L’umorismo estetico degli antieroi della narrativa

Una rivista letteraria che si chiama La tubatura; l’inverosimile smarrimento e riscrittura di un libro (lungo 1461 pagine: un’opera-mondo?) con un titolo come Storia degli eroi di pace e di guerra da Garibaldi ai giorni nostri; personaggi in scena con nomi bellissimi e probabili, tipo Nello Benazzi, Neride Bisi, Gisella Borotti. C’è questo e moltissimo altro ancora in Fìdeg, romanzo d’esordio di Paolo Colagrande. Nella breve nota biografica, i suoi referenti sono indicati in Ugo Cornia, Daniele Benati e Paolo Nori, autore di un’affettuosa quarta di copertina. Vero, ma come dimenticare Gianni Celati dei Parlamenti buffi e, visto che qui si parla di eroi che sono bensì Garibaldi ma anche Ludwig Wittgenstein (non il filosofo, però, ma il fratello pianista Paul, che perdette il braccio destro durante la Grande guerra, così che molti compositori scrissero musica magnifica per la sinistra soltanto) e, a contrario ma senza acrimonia, di Umberto Eco e Sandro Veronesi. Colagrande prova affetto per i suoi personaggi e non importa se nessuno di loro sfugge a un gusto iperbolico che è spiegato nel Glossario finale, alla voce Umorismo estetico del paradosso sagace (Ueps). Al suo esordio, Colagrande rivela una maturità di genuino tragicomico, pronto a cogliere i profili di assurdo e surreale accompagnandoli però sempre da forte simpatia per le persone che li incarnano. Anche per questo, è decisiva la sua scelta linguistica. La voce narrante di Fìdeg è un parlato letterario persuasivo per quanto poco ammicca e strizza l’occhio a un potenziale lettore implicito di fascia alta, quella che è definita con arguzia del «lettore critico» o del «lettore semantico» Colagrande ha, con gli scrittori emiliani cui è correttamente imparentato, il gusto per il racconto piano delle cose. Di suo, però, ci mette un senso dell’umorismo che, se proprio deve avere un antenato, ce l’ha nell’irlandese Flann O’ Brien o nell’italo-argentino Rodolfo Wilcock. In questa linea si comprendono bene la vena polemica con Umberto Eco, che Paolo Colagrande associa alla montagna, visto che una copia dell’Isola del giorno prima gli «cadde giù nel bosco dal terrazzo dell’albergo Stella di Santa Croce».
Ma c’è da ridere anche sulle località di nascita di tanti eroi, anteriori e posteriori a Giuseppe Garibaldi: Cristoforo Colombo non è combattuto soltanto fra genovesi e spagnoli, perché pure i piacentini avanzano titolarità sui suoi natali, visto che sua moglie Felipa a Piacenza ci stava bene.
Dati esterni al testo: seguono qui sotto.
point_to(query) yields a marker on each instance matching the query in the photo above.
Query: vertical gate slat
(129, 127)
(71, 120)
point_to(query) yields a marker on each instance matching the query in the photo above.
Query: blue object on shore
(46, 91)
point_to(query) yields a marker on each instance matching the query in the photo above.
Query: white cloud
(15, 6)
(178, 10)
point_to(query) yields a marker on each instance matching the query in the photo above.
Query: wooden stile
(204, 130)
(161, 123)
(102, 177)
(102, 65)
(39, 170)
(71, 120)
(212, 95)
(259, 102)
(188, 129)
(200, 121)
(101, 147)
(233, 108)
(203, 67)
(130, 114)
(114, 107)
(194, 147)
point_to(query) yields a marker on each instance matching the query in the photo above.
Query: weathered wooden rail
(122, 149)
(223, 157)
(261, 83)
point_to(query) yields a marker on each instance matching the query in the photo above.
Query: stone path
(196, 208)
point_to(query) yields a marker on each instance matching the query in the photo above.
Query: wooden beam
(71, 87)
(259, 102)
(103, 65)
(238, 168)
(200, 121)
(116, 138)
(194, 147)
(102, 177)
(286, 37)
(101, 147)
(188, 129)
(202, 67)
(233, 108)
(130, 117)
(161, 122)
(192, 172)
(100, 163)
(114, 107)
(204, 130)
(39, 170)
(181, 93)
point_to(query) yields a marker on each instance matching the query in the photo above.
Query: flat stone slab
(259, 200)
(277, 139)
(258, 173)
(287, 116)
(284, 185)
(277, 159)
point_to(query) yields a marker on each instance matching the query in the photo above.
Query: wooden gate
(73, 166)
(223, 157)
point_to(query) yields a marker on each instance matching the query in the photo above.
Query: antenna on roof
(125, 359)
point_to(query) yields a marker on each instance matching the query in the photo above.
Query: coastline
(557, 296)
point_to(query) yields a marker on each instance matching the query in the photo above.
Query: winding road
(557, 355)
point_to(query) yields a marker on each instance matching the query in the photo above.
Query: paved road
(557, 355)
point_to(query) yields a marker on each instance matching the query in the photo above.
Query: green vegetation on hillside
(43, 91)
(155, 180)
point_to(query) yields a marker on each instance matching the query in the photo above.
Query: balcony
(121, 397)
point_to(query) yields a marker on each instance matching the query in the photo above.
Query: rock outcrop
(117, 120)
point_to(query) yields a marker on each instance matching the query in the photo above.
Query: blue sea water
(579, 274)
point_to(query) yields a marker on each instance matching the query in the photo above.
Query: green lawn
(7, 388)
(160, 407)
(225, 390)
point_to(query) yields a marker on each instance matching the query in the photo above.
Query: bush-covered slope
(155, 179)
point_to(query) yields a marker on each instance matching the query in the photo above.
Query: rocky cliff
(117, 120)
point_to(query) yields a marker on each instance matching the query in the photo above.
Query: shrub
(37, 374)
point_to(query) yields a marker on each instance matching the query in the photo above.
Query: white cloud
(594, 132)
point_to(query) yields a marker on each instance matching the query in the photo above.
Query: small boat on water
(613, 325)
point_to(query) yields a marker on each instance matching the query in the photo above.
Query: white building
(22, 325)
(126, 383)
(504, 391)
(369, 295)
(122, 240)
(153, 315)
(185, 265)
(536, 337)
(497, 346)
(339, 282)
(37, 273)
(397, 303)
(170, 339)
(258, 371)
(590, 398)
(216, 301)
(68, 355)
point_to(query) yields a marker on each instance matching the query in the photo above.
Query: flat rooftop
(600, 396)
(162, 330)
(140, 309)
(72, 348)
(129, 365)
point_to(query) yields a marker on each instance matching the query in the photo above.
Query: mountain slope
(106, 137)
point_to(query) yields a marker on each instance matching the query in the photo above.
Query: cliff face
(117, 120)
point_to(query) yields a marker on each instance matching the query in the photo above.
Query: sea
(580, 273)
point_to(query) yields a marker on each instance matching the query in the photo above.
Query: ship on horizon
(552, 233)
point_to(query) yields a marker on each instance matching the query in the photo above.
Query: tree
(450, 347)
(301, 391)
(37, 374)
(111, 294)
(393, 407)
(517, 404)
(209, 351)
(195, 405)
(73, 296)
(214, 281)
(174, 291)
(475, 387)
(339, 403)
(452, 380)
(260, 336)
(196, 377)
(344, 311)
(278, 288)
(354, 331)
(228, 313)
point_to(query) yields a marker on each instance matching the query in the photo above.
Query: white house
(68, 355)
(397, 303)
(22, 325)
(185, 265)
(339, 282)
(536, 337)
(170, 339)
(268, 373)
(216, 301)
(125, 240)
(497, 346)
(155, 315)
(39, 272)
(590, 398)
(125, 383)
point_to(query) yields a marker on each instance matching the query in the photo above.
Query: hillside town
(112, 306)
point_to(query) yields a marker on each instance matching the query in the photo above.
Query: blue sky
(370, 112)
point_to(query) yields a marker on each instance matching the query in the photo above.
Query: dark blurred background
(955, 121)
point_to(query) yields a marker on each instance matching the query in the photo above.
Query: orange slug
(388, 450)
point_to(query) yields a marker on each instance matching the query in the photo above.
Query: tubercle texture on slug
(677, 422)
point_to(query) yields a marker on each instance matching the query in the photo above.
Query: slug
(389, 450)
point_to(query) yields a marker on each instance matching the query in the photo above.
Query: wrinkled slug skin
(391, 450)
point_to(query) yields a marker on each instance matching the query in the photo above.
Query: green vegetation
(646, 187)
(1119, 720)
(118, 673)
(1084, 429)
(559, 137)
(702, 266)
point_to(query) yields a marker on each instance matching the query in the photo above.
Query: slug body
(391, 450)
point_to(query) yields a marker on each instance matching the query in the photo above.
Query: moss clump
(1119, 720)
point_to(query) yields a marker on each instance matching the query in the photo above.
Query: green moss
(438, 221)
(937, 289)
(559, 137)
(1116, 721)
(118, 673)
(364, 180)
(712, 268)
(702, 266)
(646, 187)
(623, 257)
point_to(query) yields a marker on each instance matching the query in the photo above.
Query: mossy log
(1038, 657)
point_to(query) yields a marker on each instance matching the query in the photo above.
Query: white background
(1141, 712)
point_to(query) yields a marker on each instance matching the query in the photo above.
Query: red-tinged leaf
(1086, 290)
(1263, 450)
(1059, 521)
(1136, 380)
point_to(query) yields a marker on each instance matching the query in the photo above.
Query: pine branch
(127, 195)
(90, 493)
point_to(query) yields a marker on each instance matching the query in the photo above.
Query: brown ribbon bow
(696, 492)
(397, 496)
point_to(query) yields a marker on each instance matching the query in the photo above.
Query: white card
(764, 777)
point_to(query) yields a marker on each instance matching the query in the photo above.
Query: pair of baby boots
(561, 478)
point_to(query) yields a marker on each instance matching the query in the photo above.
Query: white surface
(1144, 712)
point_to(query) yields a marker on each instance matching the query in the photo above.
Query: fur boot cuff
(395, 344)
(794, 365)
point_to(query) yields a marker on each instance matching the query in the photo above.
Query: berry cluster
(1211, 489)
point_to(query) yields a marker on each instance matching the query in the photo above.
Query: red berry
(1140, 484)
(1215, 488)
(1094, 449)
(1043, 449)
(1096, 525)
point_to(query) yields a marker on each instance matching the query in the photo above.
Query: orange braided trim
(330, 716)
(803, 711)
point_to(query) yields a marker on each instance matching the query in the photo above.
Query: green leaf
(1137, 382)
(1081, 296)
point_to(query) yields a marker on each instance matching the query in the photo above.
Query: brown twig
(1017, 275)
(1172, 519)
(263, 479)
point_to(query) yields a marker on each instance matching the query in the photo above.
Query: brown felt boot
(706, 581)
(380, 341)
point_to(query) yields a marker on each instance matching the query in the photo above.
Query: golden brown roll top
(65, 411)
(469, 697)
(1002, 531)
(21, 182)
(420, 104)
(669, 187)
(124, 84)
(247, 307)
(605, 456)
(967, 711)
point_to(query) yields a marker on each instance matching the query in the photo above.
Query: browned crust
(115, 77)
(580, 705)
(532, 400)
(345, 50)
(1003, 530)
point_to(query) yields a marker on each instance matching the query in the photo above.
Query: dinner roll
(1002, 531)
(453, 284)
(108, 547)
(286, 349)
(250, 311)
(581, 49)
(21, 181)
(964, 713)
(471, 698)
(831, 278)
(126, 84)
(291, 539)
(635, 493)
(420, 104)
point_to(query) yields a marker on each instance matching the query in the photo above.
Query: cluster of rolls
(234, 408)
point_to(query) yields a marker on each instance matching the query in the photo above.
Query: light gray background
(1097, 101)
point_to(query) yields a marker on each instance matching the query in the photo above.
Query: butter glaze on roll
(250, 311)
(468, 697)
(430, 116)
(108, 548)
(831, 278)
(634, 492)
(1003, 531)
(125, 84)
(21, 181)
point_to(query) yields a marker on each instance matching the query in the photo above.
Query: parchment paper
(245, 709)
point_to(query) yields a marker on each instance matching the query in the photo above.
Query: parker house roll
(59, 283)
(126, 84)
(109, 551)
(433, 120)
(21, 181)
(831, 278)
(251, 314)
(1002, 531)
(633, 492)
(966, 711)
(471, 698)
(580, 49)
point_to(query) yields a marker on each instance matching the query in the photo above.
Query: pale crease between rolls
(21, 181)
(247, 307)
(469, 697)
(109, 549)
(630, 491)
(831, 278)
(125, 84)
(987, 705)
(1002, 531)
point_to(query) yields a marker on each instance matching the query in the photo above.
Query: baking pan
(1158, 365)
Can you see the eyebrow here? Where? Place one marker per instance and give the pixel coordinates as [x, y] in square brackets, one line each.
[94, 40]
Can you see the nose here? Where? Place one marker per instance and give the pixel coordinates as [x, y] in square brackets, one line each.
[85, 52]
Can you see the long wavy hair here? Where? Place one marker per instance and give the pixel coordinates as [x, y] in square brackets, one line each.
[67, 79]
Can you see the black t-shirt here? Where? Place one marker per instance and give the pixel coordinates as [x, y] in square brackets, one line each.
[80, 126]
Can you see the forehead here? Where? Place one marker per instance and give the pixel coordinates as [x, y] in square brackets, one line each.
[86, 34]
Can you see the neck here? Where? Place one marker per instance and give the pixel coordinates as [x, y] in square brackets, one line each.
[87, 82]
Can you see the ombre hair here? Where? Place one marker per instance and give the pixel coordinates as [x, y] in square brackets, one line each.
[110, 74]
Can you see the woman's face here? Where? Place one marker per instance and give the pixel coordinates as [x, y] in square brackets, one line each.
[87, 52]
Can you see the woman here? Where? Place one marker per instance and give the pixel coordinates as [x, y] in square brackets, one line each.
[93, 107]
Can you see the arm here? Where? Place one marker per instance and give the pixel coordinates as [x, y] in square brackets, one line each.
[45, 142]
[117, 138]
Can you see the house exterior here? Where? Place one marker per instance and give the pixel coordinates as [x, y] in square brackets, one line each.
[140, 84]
Alla fine, che è peraltro aperta come Umberto Eco insegna, prevale per Colagrande l’antieroe Bisi, perdente con il gusto dello sberleffo verso personaggi che solo in provincia posson sembrare grandi, come il qui ubiquo Sandro Veronesi. Romanzo antiromanzesco di raro pregio e, finalmente, un buon libro italiano a firma maschile.

Paolo Colagrande, Fìdeg (Alet, pagg. 205, 12 euro).